Record Store Day is a great example of the difference between music collectors and music consumers. People who ripped some of their CDs to their iTunes library and dropped the rest of them off at the Salvation Army don’t typically participate in the festivities on the third Saturday in April. Streaming and MP3ing are for consumers. Fixed disc formats like vinyl and (yes) CDs are for collectors.
I don’t know anyone who stands around a 2 TB hard drive savoring a pint of their favorite craft porter admiring a friend’s play lists and scrolling through a collection of two million digital track titles. But we love to peruse record collections. The tactile sensations and the associated smells, sounds, graphics and liner notes give a record collection presence.
Now, computer-based music is beginning to fall prey to the overload of data infecting so many of our lives. In the same way that I have 4,075 unread emails clogging just one of my many email accounts, I also have thousands of songs saved somewhere that I will never hear again unless they come up as part of some serendipitous shuffle convergence. I don’t have a curated digital collection, I have a morass of accumulation alphabetized by first letter.
The renewed interest in vinyl is not just about nostalgia; it’s about collecting. Young people who weren’t born in 1987 when I bought R.E.M.’s Document, my last vinyl purchase before switching to CDs, don’t have the same formative connection to the format that I do. Yet those were the majority of people standing in line outside of UHF, my local record store here in Royal Oak, Michigan. They’re into grabbing these limited editions and quirky releases because they’re cool and they’re scarce. And I’m right there with them, because computer music does not satisfy the collector in me.

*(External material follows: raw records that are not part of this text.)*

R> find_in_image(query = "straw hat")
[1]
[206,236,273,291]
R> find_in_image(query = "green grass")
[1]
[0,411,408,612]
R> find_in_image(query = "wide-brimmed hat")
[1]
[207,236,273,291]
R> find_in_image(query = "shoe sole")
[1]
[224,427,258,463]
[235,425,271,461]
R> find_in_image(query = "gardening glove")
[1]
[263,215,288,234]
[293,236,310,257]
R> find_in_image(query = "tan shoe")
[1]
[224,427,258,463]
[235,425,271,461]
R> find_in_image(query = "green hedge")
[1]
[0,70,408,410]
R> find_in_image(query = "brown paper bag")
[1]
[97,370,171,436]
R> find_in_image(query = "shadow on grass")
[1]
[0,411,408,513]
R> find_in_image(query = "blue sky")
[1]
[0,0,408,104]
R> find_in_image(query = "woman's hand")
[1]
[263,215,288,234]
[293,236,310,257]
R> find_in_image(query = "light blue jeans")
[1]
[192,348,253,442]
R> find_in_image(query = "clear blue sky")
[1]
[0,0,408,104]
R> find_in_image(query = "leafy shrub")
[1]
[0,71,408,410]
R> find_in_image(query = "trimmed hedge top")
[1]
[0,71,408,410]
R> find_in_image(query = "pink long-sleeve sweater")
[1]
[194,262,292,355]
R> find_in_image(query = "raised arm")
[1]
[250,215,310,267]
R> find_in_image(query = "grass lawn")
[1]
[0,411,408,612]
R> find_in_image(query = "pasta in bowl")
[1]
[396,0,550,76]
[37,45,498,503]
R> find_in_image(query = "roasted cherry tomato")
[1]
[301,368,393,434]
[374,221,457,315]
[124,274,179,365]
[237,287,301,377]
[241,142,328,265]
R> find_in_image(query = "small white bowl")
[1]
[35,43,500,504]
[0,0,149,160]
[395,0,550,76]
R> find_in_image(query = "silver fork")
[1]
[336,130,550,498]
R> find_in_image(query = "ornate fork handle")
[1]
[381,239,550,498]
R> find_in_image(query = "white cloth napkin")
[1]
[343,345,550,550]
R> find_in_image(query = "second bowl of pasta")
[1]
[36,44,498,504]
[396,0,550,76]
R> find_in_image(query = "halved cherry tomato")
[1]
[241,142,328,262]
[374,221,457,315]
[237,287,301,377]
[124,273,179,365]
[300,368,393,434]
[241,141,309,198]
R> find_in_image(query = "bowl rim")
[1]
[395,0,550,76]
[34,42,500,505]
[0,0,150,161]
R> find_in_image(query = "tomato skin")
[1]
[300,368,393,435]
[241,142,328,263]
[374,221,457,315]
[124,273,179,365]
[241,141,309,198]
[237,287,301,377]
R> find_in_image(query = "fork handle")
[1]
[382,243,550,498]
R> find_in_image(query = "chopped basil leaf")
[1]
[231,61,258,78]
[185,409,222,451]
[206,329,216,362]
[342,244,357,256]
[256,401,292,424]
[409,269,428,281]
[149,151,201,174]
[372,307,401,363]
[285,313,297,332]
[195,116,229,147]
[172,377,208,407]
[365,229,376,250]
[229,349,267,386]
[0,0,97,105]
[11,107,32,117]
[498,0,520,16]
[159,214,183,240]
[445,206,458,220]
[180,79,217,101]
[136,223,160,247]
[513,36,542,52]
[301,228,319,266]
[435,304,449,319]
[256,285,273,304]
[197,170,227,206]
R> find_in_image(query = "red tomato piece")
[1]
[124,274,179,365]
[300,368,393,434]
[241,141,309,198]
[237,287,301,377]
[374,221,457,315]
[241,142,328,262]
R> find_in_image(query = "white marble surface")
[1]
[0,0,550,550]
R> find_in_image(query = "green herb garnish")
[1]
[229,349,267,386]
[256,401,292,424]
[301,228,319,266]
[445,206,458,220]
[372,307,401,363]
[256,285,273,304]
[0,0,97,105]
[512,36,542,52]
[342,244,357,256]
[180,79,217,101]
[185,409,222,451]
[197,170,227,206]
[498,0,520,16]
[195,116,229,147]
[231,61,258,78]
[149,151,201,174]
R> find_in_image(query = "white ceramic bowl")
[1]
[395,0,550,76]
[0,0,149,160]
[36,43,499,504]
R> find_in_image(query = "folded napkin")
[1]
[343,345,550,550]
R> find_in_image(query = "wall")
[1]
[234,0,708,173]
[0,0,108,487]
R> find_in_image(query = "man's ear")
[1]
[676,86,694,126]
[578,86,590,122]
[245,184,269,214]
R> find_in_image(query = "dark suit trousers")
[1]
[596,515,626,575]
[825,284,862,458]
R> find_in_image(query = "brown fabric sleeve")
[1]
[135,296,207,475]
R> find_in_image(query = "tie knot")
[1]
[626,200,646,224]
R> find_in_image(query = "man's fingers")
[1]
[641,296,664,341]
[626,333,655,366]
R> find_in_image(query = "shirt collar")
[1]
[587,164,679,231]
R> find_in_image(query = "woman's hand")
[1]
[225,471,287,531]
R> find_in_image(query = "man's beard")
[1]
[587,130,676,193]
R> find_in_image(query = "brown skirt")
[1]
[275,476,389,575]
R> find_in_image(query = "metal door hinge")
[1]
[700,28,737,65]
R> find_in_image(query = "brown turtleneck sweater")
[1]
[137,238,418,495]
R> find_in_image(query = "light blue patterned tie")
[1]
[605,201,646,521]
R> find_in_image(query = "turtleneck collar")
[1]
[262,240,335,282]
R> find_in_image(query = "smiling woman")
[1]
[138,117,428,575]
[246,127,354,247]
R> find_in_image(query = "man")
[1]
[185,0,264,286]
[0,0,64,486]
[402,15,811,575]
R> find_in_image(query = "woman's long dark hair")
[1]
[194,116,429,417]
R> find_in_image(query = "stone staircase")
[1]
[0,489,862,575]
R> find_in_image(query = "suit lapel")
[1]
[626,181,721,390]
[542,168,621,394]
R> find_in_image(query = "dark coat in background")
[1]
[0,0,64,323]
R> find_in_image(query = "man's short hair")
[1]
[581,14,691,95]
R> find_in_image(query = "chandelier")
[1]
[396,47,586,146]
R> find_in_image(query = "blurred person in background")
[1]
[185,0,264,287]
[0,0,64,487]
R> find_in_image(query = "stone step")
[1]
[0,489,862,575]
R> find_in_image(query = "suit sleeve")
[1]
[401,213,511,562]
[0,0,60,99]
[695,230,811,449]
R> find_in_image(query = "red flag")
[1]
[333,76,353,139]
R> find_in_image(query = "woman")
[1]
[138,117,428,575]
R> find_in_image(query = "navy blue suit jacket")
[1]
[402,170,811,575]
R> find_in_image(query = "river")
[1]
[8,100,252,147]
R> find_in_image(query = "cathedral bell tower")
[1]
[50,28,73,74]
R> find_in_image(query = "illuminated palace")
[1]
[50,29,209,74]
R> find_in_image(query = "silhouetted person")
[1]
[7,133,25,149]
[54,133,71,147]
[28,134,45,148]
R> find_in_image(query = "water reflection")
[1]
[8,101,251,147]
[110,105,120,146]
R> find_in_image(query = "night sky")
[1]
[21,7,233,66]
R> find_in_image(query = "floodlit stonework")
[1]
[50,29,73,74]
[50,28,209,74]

When everything is available to everyone at any time, it all begins to lose its cultural cache. There’s a thrill in finding a record for which I’ve been searching for months or years. For me on RSD it was a reissue of The Kinks’ Muswell Hillbillies that moved my needle. For some young fans I was with it was Neko Case’s Fox Confessor Brings the Flood because very few copies had ever been pressed.
So, bring on the 7” purple vinyl special editions featuring Syd Barrett and R.E.M. each doing a version of “Dark Globe.” God love Record Store Day. I’ll just have to go to IKEA and buy another Kallax shelving unit.